Glioblastomas are generally found in the cerebral hemispheres of the brain, but can be found anywhere in the brain. Patients with glioblastomas develop symptoms rapidly due to mass effect from the tumor itself or from the fluid surrounding the tumor that causes further brain swelling. Common symptoms can be nausea, vomiting, and severe headaches, which are all related to increased pressure in the brain. Patients can also present neurological symptoms that are dependent on the location of the tumor. These symptoms could include weakness in extremities, difficulty balancing, and memory loss. The standard procedure for diagnosing glioblastomas includes a neurological exam, an imaging test, and a tissue biopsy.
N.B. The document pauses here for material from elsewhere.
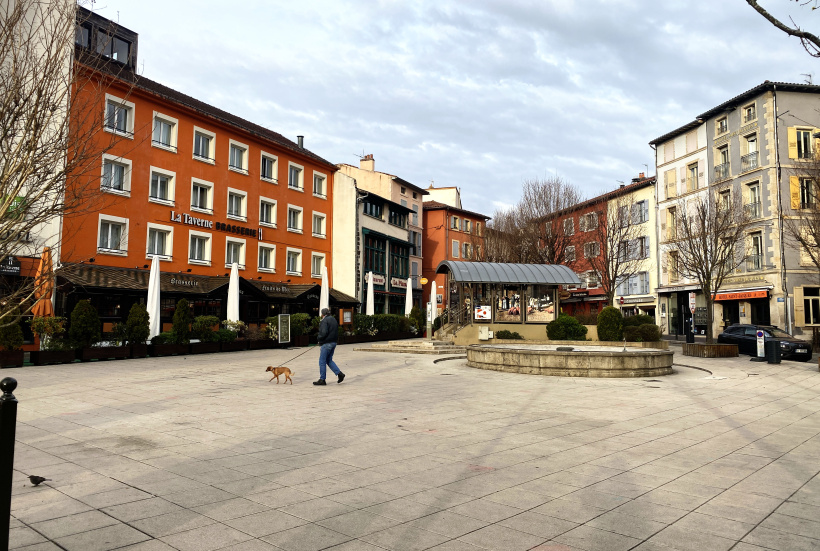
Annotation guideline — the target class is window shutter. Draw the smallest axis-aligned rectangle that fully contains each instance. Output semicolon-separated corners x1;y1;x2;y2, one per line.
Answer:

During the neurological exam, doctors will typically check a patient’s vision, hearing, balance, coordination, strength, and reflexes. This can aid the doctor by providing an idea of where the tumor might be located. Further imaging tests, such as an MRI and fMRI, can determine the location and size of the brain tumor. Finally, the tissue biopsy can be analyzed in a laboratory to determine the type of cells present in the tumor and their aggressiveness. 

Treatment

Glioblastoma can be difficult to treat since some cells may respond well to certain therapies, while others may not be affected at all. Because of this, the treatment plan for glioblastoma may combine several approaches. The first step in treating glioblastoma is a surgical procedure to make a diagnosis, to relieve pressure on the brain, and to safely remove as much tumor as possible. Glioblastomas are diffuse and have finger-like tentacles that infiltrate the brain, which makes them very difficult to remove completely. This is particularly true when the tumors are growing near important regions of the brain that control functions such as language, movement, and coordination. After surgery, radiation or chemotherapy may be used to slow down the growth of the residual tumor after surgery or for tumors that are inoperable. The standard of care treatment for newly diagnosed GBM depends on a variety of factors, including molecular biomarkers and age. Recurrent GBM is treated based on the patient’s response to initial treatments and assessment of disease progression. Other courses of treatments can also include targeted drug therapy, clinical trials, and palliative care.   

Prognosis and Conclusion

Long-term survivors of glioblastoma are rare, with only 6% of patients surviving more than 5 years after initial diagnosis. Several variables besides tumor size and location determine a patient’s survival chances: age at diagnosis, as younger patients often receive more aggressive, multimodal treatment; functional status, which has a significant negative correlation with age; and histologic and genetic markers. Despite advances in surgery, radiation therapy, imaging, and chemotherapy, the median survival for patients with glioblastoma remains dismal. It is a devastating cancer that deserves better therapeutic approaches and translational research, which is achievable with further research.